In preferred strategies, the first and second primer extension
reactions are the first and second primer extension reactions in a
polymerase chain reaction (PCR).
PCR is carried out by simultaneously cycling, i.e., performing in
one admixture, the above described first and second primer
extension reactions, each cycle comprising polynucleotide synthesis
followed by denaturation of the double stranded polynucleotides
formed. Methods and systems for amplifying a specific nucleic acid
sequence are described in U.S. Pat. Nos. 4,683,195 and No.
4,683,202, both to Mullis et al; and the teachings in PCR
Technology, Erlich, ed., Stockton Press (1989); Faloona et al,
Methods in Enzymol., 155: 335-50 (1987); and Polymerase Chain
Reaction, Erlich et al, eds., Cold Spring Harbor Laboratories Press
(1989).
In one embodiment, a method of amplifying a specific
double-stranded nucleic acid sequence in a nucleic acid sample is
contemplated. The method comprises the steps of:
(a) Separating the strands of the double-stranded nucleic acid
molecule to form single-stranded templates.
(b) Treating the single-stranded templates with the following in
amounts effective to induce polynucleotide synthesis under
polynucleotide synthesizing conditions: (i) primers that are
selected so as to be substantially complementary to portions of the
different strands of the specific double-stranded sequence to
hybridize therewith such that an extension product synthesized from
one primer, when it is separated from its template (complementary)
nucleic acid strand, can serve as a template for synthesis of the
extension product of the other primer, (ii) an SSB, preferably Eco
SSB, and (iii) an enzyme capable of producing primer extension
products from said single-stranded templates, wherein said
treatment is conducted under conditions such that the primers
hybridize to the specific sequences and an extension product of
each primer is synthesized by the action of the enzyme, said
product being complementary to each single-stranded template.
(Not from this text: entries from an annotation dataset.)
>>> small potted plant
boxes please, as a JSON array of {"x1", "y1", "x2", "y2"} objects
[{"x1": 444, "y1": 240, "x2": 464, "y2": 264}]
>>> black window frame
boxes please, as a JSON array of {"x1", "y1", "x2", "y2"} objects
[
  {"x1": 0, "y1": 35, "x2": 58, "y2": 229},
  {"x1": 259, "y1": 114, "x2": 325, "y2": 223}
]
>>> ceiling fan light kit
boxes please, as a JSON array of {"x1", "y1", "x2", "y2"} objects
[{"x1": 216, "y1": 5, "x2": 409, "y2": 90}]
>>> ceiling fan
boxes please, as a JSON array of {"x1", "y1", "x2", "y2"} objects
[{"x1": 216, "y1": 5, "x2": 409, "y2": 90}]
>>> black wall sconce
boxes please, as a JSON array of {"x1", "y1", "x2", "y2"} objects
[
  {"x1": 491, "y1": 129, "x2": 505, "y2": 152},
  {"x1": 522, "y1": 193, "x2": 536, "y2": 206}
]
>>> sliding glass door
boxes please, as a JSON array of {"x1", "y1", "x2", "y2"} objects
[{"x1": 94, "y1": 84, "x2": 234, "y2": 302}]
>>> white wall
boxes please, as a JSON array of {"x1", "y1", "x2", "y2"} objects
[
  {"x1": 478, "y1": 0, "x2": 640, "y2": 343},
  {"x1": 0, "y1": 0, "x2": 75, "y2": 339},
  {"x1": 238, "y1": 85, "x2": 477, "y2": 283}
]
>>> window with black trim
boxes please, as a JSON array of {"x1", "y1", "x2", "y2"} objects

(c) Separating the primer extension products formed in step (b)
from the templates on which they are synthesized to produce
single-stranded molecules.
(d) Treating the single-stranded molecules produced in step (c)
with effective amounts of the primers, SSB and enzyme of step (b)
under conditions such that a primer extension product is
synthesized using the single-stranded molecules formed in step (c)
as a template.
PCR is carried out by cycling i.e., simultaneously performing in
one admixture, the above described: 1) denaturing step to form
single-stranded templates, 2) hybridization step to hybridize
primer to ss template, and 3) primer extension steps to form the
extended product. PCR is performed in the above sequence (cycle) by
changing the temperature of the PCR mixture to a temperature
compatible with each step, in series.
The primer extension reaction conditions involve maintaining the
reaction mixture for a time period and at a temperature sufficient
for a DNA polymerase primer extension reaction to occur to produce
primer extension products as is well known. Conditions for
conducting a primer extension reaction are well known. In a PCR
format, the maintenance is carried out quickly to conveniently
facilitate numerous cycles, in about 1 second to 5 minutes,
preferably about 1.5 minutes, and at about 40.degree. C. to
75.degree. C., preferably about 72.degree. C. Conducting at least
one cycle of PCR results in the formation of amplified nucleic acid
products. The PCR is typically conducted with at least 15 cycles,
and preferably with about 20 to 40 cycles.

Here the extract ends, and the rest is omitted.